新渡戸稲造「随想録(ずいそうろく)」を読む

 戦前の教育制度では中学は5年制であった。中学の上が高等学校で、高等学校の上が大学であった。旧制の中学が現在の中・高等学校にあたり、旧制の高等学校が現在の大学にあたる。旧制においては高等学校を卒業したものは自動的に大学に入れた。現在の大学入試に相当するものは旧制においては、高等学校入試であった。
 旧制の高等学校はナンバースクールと呼ばれる第一高等学校から第八高等学校までと、地域ごとに東京高校・浦和高校・静岡高校・山口高校などがあった。その中で第一高等学校は超難関で、第一高等学校に入学することはとりもなおさずエリートの道を約束されることでもあった。
 旧制高校は専門の勉強をするのではなく、もっぱら教養科目を学習した。教養科目とは英語・独語・仏語・文学・歴史・哲学・数学・物理などの科目で、語学は非常に重要視され、ほとんどの教科書は原書が用いられた。そのため、旧制高校の学生は語学がよくできた。さらに彼らはたくさんの本を読んだ。
 旧制の高校生と現在の大学生の大きな違いの1つは、読書量の違いであろう。旧制高校の生徒たちは広くそして深く本を読み漁った。旧制高校を卒業した人たちの著作を読むと彼らの教養の深さには驚かされる。

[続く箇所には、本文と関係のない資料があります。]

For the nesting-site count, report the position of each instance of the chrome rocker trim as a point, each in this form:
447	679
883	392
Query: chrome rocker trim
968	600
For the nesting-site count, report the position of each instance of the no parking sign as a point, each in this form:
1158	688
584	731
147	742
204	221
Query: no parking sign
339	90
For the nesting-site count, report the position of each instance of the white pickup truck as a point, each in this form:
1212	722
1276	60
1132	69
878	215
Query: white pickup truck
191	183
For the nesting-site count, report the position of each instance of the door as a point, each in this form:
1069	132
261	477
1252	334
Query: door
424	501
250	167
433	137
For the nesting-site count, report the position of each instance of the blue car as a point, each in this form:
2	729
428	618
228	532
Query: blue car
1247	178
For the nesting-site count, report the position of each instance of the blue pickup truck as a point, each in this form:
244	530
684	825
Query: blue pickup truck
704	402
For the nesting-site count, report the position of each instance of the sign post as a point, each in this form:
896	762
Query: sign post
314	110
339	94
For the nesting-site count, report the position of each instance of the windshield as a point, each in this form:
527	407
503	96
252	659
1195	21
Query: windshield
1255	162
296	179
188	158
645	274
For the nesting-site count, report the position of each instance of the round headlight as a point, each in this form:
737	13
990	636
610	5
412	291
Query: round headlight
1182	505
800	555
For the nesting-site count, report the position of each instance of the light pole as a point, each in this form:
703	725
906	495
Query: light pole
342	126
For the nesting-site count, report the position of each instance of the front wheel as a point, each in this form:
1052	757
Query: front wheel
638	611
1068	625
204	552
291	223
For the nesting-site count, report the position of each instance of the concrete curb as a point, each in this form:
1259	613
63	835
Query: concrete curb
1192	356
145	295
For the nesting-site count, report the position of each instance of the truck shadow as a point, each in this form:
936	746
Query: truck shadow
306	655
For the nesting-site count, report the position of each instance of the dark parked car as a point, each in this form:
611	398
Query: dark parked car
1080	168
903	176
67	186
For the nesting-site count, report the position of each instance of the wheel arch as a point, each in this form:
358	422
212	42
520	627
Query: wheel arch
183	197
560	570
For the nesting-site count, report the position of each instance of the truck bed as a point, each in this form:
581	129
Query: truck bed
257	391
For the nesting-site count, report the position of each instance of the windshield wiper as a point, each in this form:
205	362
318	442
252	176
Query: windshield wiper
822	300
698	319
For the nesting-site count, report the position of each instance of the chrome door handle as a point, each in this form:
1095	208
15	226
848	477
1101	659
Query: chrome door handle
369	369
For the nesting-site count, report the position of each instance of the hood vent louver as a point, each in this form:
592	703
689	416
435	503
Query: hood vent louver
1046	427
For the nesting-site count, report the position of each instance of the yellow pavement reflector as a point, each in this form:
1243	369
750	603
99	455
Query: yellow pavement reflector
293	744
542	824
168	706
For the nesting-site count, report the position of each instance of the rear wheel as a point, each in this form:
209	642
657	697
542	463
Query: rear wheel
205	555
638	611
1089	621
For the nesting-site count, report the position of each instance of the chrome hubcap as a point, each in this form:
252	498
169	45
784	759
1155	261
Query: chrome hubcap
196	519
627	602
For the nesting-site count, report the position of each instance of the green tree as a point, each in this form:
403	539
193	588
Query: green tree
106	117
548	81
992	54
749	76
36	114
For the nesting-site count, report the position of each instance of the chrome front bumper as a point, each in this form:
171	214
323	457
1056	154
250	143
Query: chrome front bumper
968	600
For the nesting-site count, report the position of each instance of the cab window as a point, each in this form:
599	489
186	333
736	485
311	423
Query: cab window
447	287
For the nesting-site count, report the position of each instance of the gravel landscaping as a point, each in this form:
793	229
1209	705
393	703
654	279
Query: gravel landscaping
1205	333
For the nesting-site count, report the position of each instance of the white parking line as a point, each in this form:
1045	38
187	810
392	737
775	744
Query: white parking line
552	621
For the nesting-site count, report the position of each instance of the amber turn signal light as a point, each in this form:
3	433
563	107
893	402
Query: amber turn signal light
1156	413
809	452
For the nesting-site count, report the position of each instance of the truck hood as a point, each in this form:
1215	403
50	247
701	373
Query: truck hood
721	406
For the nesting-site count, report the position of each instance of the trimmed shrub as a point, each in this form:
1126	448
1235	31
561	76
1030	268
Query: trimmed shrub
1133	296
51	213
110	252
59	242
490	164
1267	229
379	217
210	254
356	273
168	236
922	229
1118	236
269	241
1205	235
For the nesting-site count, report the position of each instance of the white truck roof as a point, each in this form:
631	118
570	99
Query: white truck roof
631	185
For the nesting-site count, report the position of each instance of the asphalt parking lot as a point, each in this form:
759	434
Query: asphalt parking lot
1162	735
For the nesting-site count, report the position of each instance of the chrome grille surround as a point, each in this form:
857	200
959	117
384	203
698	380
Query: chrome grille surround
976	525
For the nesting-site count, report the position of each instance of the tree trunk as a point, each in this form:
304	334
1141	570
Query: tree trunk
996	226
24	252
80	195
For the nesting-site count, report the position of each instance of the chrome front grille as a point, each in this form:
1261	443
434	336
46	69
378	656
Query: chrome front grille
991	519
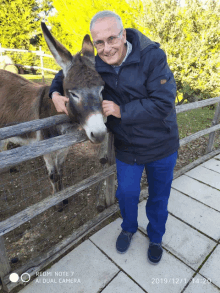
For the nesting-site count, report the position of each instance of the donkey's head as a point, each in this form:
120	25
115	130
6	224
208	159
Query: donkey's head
82	85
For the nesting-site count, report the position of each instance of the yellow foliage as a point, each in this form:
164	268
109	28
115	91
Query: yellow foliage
74	18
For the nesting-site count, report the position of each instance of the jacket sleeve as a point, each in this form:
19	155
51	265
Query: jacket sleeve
57	84
161	94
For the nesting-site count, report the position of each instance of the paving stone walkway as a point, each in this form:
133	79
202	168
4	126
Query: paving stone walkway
192	239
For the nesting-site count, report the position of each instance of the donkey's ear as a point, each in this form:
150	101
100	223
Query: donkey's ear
87	47
60	53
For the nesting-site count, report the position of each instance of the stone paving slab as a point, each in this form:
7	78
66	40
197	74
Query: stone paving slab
183	241
201	285
205	175
211	269
195	213
134	262
122	284
85	263
200	191
212	164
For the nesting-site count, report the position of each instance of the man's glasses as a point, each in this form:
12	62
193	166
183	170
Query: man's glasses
110	41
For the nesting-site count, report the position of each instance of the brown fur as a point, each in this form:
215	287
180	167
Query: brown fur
83	73
16	94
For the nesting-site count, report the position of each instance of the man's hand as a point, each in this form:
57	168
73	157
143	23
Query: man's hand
110	108
60	103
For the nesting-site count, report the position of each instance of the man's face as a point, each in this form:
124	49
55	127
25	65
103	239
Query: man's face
101	31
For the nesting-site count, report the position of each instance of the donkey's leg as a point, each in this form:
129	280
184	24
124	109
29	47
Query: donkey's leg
60	159
54	177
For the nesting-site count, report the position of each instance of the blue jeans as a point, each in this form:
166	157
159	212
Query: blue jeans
159	177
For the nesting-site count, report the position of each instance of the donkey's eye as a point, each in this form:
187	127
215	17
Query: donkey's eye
74	96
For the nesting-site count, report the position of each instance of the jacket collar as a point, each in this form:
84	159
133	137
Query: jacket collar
139	42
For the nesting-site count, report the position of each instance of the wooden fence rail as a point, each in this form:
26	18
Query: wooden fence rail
21	154
39	53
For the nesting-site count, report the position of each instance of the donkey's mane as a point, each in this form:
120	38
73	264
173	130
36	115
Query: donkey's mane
83	72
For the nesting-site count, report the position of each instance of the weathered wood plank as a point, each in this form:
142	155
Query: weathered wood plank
36	209
33	125
195	163
198	134
212	134
4	263
24	153
196	105
110	181
103	157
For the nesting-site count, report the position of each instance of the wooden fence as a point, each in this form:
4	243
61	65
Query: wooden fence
12	157
39	53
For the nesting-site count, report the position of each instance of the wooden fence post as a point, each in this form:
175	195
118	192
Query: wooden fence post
4	263
0	49
110	181
212	134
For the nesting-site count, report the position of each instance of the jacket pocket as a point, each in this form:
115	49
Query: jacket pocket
168	128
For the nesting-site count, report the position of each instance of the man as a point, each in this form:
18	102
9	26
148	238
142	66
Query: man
139	103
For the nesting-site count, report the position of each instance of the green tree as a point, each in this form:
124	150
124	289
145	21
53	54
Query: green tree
190	36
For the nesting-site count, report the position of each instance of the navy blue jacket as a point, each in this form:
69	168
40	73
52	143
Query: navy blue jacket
145	90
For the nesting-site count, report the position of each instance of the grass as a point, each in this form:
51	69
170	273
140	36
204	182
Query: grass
188	122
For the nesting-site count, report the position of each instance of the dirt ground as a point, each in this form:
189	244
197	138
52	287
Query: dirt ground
28	183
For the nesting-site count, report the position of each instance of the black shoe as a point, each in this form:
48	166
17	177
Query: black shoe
155	252
123	241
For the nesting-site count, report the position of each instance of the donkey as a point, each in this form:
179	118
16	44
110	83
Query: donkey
22	100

 新渡戸稲造は第一高等学校校長を務めた人である。新渡戸は日本の近代において代表的な教養人であり、教育者であった。彼は札幌農学校出身で、専門は農業であるが、その知識は宗教・歴史・哲学・文学などあらゆる分野に及ぶ。また、新渡戸のものの見方は多面的で深い洞察力が土台となっている。
 「随想録」は新渡戸が時に感じたことを英文で記したものを、日本文に訳した随想録と、講演集から構成されている。
 随想録は身辺のこと・政治のこと・社会のこと・戦争のこと・宗教のこと・生き方のことなど内容は多岐に渡っている。そのベースになっているのは新渡戸の広く深い教養であることはいうまでもない。
 「随想録」の中で、際立って興味深いのは講演集に収められている「教育の目的」という講演である。新渡戸は教育の目的を5つに分けている。その5つとは次の通りである。

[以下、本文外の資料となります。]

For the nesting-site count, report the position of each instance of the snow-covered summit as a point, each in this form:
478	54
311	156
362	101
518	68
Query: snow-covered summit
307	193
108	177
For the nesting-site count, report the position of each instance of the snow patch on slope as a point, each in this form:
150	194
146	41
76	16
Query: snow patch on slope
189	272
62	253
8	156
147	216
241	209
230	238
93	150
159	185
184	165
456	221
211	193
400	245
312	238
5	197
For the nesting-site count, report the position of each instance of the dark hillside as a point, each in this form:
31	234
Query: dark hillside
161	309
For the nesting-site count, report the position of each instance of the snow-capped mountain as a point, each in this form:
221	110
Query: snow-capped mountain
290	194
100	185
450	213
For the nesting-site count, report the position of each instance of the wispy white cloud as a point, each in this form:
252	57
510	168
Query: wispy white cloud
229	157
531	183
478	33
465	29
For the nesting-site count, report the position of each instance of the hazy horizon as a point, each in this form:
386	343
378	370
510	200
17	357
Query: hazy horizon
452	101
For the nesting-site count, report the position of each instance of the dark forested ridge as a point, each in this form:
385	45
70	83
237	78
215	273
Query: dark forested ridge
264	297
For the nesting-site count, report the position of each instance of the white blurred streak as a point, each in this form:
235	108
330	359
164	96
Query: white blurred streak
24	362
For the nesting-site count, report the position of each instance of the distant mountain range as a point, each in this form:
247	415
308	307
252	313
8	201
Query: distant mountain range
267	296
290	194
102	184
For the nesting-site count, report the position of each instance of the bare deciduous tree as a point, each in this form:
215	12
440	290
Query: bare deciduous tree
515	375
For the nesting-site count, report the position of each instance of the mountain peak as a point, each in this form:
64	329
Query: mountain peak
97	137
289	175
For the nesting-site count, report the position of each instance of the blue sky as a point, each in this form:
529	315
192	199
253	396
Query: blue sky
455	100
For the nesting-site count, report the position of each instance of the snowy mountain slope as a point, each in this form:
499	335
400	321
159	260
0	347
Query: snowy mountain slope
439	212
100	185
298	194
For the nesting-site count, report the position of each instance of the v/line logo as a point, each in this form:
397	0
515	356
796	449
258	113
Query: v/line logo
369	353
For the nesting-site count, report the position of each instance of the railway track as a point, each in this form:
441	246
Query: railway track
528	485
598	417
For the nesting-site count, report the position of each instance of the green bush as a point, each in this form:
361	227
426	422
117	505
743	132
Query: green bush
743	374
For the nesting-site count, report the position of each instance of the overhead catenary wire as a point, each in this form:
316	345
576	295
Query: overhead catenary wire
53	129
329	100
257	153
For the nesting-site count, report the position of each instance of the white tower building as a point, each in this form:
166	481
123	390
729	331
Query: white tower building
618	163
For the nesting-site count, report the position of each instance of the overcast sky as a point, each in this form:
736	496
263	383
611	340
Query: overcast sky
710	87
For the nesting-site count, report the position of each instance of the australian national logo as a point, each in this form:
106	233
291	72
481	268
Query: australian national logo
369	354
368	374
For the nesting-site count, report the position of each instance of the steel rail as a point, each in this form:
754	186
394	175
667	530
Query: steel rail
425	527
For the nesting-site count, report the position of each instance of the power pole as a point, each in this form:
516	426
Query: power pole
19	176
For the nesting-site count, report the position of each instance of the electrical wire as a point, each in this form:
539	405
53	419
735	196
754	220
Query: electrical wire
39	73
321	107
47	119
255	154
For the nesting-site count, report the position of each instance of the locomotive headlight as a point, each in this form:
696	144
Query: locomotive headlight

1 各自の職業によく上達すること。いわゆる職業教育。
2 道楽のために教育をする、道楽のために学問をする。
3 装飾のために学問をする。
4 真理の研究。
5 教育は言うに及ばず、また学問とは、人格を高尚にすることをもって最上の目的とする。

 この5つの教育の目的を読むと深く考えさせられる。現在では傾向として、何のために勉強するのかの答えはすぐに実利的なものと結びつけられる。すなわち、「就職のため」「偉くなるため」「役にたつから」などである。
 実は、現代に生きるほとんどの人たちは何のために勉強をするかを真剣に考えてこなかったのである。なぜなら、新渡戸のように真剣に教育の目的を教えてくれる先生がいなかったからだ。
 本来、「~のため」に勉強とはするものであろうか。一流企業にはいるため、医者になるため、弁護士になるため、などなどが教育の目的の主役として跋扈しているため、私たちは教育の本来の目的の存在すら知らないでいるのではなかろうか。
 ギリシャ・ローマ・実朝・道灌・論語・キリスト教・スラブ・西行・ナポレオンなどなど数え切れないほどの教養が「随想録」には詰まっている。教養が新渡戸の血と肉となっているようだ。
 「随想録」を真剣に読めば読むほど、新渡戸の人格が髣髴としてくる。新渡戸は間違いなく上の第五の目的で学問をしてきた人だと思わせてくれる。

 旧制高校の学生たちは第五の目的で学問をすることを奨励されたのだろう。旧制高校出身の人たちがどこか高尚さをもっているのも何となく頷けるのである。